Quaintance, a 63-year-old mother of two adult children, was key in reforming how information on children in the juvenile legal system is shared. She has issued several orders that allowed law enforcement, child protection, schools and the courts to share what they know about a juvenile.
The goal: Make it easier for people helping kids to get a fuller picture of their lives so they can understand what'd be beneficial for them.
One example came in 2010, when a Quaintance order allowed the Hennepin County attorney and juvenile probation offices to share citations and police reports on minors with restorative justice groups working to help them.
Typically, information on minors is kept private, even between government entities. DeGroot said Quaintance's advocacy for increased data sharing was "a tough position to take."
"She was a clear voice for saying, 'If we want to help these children, we need to know what's going on in their lives,'" Degroot said. "We can't just see them in one place or another place and think we can help them. They're part of a whole system."
'It's our job to set the tone in the courtroom'
Quaintance has presided over thousands of cases since she was appointed. They range from murder to criminal sexual conduct to assault to drugs cases.
Since 2009, she's been assigned 1,833 adult felony cases that resulted in a conviction, according to the limited data available from the state.
The Noor trial is perhaps Quaintance's most-watched case yet. The prosecution of police shootings are rare nationwide and nearly nonexistent in Minnesota. The Noor case is the second time a Minnesota officer has been charged with killing someone while on-duty.
From the outset, Quaintance understood the magnitude of the case.
"No criminal case has been the subject of greater pretrial publicity or received greater media interest" than Noor's, she wrote in a court order April 10.
Quaintance is trying to keep control of her courtroom, which can be difficult considering the case's tangle of complex legal issues and international attention.
Ruszczyk, the woman killed, is Australian. Her death at the hands of a police officer prompted foreign journalists to jockey for space in her courtroom. The calls for greater accountability over police shootings have also heightened attention.
Quaintance's demeanor from the bench shows she's working to maintain her authority over the courtroom. A lesson she said she learned early on in her judicial career.
"I think it's our job to set the tone in the courtroom," Quaintance said in the 2001 TV interview. "And the tone has to be respectful.

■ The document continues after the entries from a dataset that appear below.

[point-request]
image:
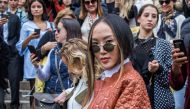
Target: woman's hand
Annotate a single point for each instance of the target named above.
(3, 21)
(178, 60)
(34, 35)
(34, 60)
(61, 98)
(153, 66)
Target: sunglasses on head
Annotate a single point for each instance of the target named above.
(90, 1)
(4, 2)
(166, 2)
(109, 47)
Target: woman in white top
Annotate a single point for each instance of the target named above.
(90, 11)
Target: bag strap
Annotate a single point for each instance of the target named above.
(58, 73)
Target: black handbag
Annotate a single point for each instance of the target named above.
(46, 100)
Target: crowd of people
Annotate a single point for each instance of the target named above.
(97, 54)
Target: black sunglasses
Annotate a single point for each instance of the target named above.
(58, 30)
(166, 2)
(90, 1)
(109, 47)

We will only get the respect that we show others."
Quaintance has kept strict security protocols on the trial, even making observers turn off and check in their phones before approaching the courtroom.
Attorneys who have appeared before her say Quaintance is an efficient judge who knows how to manage proceedings well. And she expects attorneys to be prepared before they show up to court.

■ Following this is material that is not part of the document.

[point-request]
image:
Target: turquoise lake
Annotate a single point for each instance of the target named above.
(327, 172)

"You better know what you're doing because she will call you on it if not," said Minneapolis defense attorney Michael Colich.

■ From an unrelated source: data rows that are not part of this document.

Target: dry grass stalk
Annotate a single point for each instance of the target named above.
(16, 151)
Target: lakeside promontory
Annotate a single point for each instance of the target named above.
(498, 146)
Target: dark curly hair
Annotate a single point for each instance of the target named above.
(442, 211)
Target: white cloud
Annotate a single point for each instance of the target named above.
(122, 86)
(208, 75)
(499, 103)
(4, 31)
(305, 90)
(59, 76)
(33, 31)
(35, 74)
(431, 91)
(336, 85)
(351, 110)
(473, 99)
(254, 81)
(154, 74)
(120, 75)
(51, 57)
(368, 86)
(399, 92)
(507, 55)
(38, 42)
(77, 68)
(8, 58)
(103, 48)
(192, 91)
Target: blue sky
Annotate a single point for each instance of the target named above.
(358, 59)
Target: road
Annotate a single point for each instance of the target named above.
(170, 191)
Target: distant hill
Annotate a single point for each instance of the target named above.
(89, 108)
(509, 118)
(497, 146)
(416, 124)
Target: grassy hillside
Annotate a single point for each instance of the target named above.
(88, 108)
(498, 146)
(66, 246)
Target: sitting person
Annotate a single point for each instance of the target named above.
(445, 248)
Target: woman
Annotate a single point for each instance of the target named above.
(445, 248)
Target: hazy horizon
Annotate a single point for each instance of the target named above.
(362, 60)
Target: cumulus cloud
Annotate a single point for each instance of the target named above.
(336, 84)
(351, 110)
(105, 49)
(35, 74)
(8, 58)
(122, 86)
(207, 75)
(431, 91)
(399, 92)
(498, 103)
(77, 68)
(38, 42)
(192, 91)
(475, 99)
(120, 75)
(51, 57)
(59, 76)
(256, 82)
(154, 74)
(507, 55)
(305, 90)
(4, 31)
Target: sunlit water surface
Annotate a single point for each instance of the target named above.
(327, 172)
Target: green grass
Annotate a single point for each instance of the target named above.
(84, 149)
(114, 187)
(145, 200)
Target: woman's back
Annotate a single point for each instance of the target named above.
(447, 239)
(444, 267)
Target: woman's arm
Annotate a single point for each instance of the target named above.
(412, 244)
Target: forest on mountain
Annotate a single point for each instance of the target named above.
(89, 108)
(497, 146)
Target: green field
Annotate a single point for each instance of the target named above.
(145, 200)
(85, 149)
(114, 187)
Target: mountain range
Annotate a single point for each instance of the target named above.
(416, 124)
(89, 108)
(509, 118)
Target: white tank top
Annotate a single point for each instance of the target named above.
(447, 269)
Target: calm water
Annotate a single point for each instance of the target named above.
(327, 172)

She has called out attorneys in the Noor trial, once reprimanding defense attorneys for asking if Noor was a good officer.
But she's also shown care for the people involved. For example, near the end of a day of jury selection, she reminded potential jurors that this is a hard trial, telling them to rest, exercise, have some fun and clear their heads over a weekend break.
Quaintance's ability to balance a personal touch with strict adherence to the law make those who know her certain she's an ideal judge for the Noor trial.
"When I heard she was the one in the trial," said Phillips of The Advocates for Human Rights, "I felt confident that that she would be fair and that justice would be served."